Orthodox-gereformeerde predikanten lieten zich in deze tijd verrassend positief uit over beeldende kunst. Willem Teellinck uit Middelburg betoogde in 1611 bijvoorbeeld dat „wy oock onberispt onse huysen verciert hebben met Schilderijen ende Figueren (…) want niemandt van ons en seydt dat het beelde-snijden ofte schilderen in zijn selven quaet sy.” Zelfs in kerkgebouwen stond hij beeltenissen toe, op de „sitstoelen, de bancken, het gewelff, de pilaren ende mueren onse Kercken (…) als dat soo pas geeft.”

Uiteraard ging het in het laatste geval niet om afbeeldingen van Jezus. Maar in het maatschappelijke leven golden andere regels, ook voor christelijke kunstenaars. Rembrandt bijvoorbeeld had geen principiële bezwaren tegen het afbeelden van Jezus. Hij nam in dat opzicht ook geen terughoudendheid in acht – sla de Rembrandtbijbel er maar op na.

Rembrandts opvattingen op dit punt lijken vandaag de dag ook bij orthodoxe christenen geen weerstand meer op te roepen. Lees bijvoorbeeld het oktobernummer van Criterium, een uitgave van VBSO en KLS, dat helemaal in het teken van Rembrandt staat omdat de kunstenaar 350 jaar geleden overleed. De schrijvers verwijzen onbekommerd naar schilderijen waarop Jezus staat afgebeeld. Scribent Theo Mulder meent zelfs Rembrandts „bekering” –zo tussen 1642 en 1648– te kunnen traceren aan de hand van schilderijen, etsen en tekeningen van Jezus: „Het was niet langer meer de succesvolle schilder van de barok die de mens in het middelpunt stelde en Christus afbeeldde als een menselijke triomfator, iets wat ook veel gedaan werd door rooms-katholieke schilders; nee, de uiterlijke zwier en pracht was verdwenen en Christus werd vanaf dat moment afgebeeld zonder gestalte (sic) en heerlijkheid, de Christus van Jesaja 53.”

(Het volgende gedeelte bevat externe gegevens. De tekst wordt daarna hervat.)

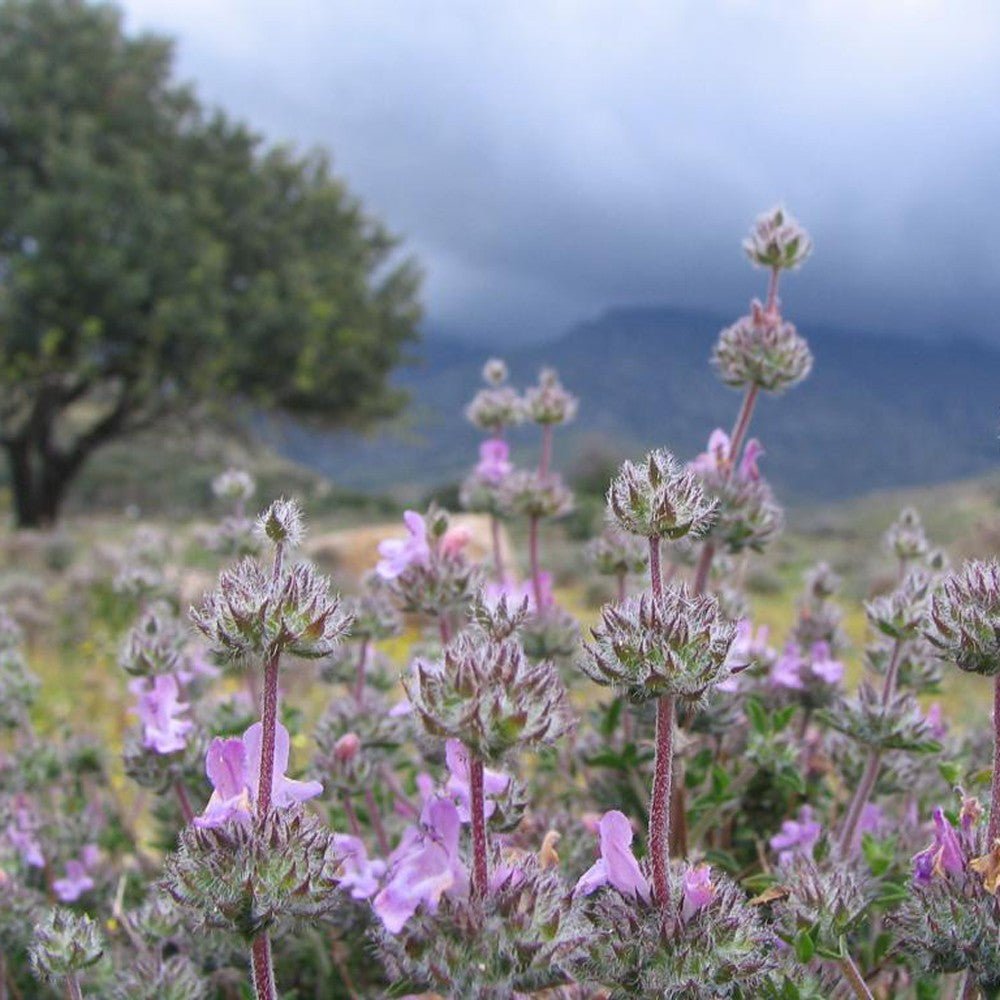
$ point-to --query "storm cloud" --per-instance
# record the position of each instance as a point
(547, 160)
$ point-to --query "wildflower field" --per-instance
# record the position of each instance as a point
(709, 752)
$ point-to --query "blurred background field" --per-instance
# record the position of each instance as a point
(164, 487)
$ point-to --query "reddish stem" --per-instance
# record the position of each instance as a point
(772, 291)
(352, 817)
(183, 801)
(359, 682)
(477, 806)
(263, 968)
(993, 831)
(498, 566)
(545, 459)
(741, 426)
(655, 578)
(376, 817)
(735, 444)
(536, 571)
(869, 776)
(659, 809)
(269, 722)
(701, 574)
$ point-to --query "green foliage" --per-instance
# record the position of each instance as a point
(154, 252)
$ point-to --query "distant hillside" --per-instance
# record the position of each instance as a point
(877, 412)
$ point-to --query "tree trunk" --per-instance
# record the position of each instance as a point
(38, 481)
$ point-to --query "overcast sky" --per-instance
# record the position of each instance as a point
(546, 160)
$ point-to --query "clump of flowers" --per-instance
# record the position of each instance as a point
(738, 819)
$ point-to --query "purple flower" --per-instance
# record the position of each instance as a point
(233, 767)
(77, 880)
(935, 722)
(398, 554)
(401, 709)
(494, 782)
(359, 875)
(698, 890)
(714, 463)
(872, 818)
(494, 461)
(787, 669)
(160, 709)
(944, 856)
(715, 459)
(824, 666)
(21, 835)
(424, 866)
(748, 470)
(796, 837)
(617, 865)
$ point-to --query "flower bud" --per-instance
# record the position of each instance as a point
(526, 493)
(347, 747)
(649, 647)
(613, 553)
(282, 523)
(777, 241)
(660, 499)
(761, 350)
(64, 944)
(488, 695)
(905, 539)
(548, 402)
(495, 372)
(965, 618)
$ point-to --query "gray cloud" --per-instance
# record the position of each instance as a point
(548, 159)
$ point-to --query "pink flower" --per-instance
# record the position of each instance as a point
(454, 541)
(159, 709)
(824, 666)
(494, 782)
(698, 890)
(77, 880)
(398, 554)
(715, 459)
(233, 767)
(796, 837)
(935, 722)
(424, 866)
(943, 856)
(358, 875)
(617, 865)
(494, 461)
(400, 709)
(787, 669)
(21, 833)
(714, 463)
(748, 470)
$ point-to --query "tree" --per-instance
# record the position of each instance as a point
(154, 253)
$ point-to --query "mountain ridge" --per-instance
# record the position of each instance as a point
(878, 411)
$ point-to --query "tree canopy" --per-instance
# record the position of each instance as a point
(154, 252)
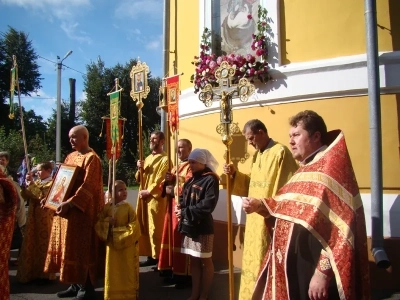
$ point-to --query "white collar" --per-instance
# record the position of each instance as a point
(303, 162)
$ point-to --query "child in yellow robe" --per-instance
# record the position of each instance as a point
(121, 233)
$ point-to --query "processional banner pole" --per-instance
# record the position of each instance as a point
(225, 92)
(15, 83)
(139, 91)
(114, 134)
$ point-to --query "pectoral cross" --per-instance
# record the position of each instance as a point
(226, 91)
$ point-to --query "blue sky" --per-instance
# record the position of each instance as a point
(115, 30)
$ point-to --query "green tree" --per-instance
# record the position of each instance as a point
(16, 43)
(98, 82)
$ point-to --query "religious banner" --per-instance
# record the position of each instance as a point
(114, 114)
(13, 84)
(118, 145)
(173, 99)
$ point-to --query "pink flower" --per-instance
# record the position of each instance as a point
(260, 52)
(212, 64)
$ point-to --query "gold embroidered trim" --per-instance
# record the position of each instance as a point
(327, 181)
(344, 229)
(325, 264)
(259, 184)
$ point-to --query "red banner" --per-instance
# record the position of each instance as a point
(118, 145)
(172, 100)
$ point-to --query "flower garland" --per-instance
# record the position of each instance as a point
(245, 65)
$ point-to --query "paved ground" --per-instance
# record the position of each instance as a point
(152, 287)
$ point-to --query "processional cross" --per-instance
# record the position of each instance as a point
(225, 92)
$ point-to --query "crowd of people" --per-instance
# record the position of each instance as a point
(305, 234)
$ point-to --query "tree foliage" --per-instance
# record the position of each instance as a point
(99, 81)
(12, 143)
(16, 43)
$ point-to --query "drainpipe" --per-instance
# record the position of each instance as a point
(378, 251)
(166, 29)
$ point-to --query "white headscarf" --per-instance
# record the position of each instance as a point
(204, 156)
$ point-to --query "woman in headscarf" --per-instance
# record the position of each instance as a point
(196, 204)
(8, 206)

Wie zulke uitspraken doet kan voor eigentijdse christelijke kunstenaars en illustratoren moeilijk een andere maatstaf hanteren.

In de kolom ”Van de redactie” wordt nog wel geconstateerd dat het tweede gebod eist dat we God niet afbeelden, maar het springende punt in deze bijdrage is eerder het spanningsveld tussen beeld en woord. „Het Woord en zijn betekenis moet de grootste plaats krijgen. God Zelf mag niet afgebeeld worden, zoals het gouden kalf en het beeld mag geen God worden zoals de koperen slang in de tijd van Hizkia.”

Rembrandt zou in zijn werk deze spanning zichtbaar hebben gemaakt. „Wie kennis neemt van zijn Bijbelse taferelen komt onder de indruk van de wijze waarop hij bezig is geweest om de toeschouwer juist bij het Woord te brengen.” Dat hij daarbij wél Jezus afbeeldde blijft onbe-sproken.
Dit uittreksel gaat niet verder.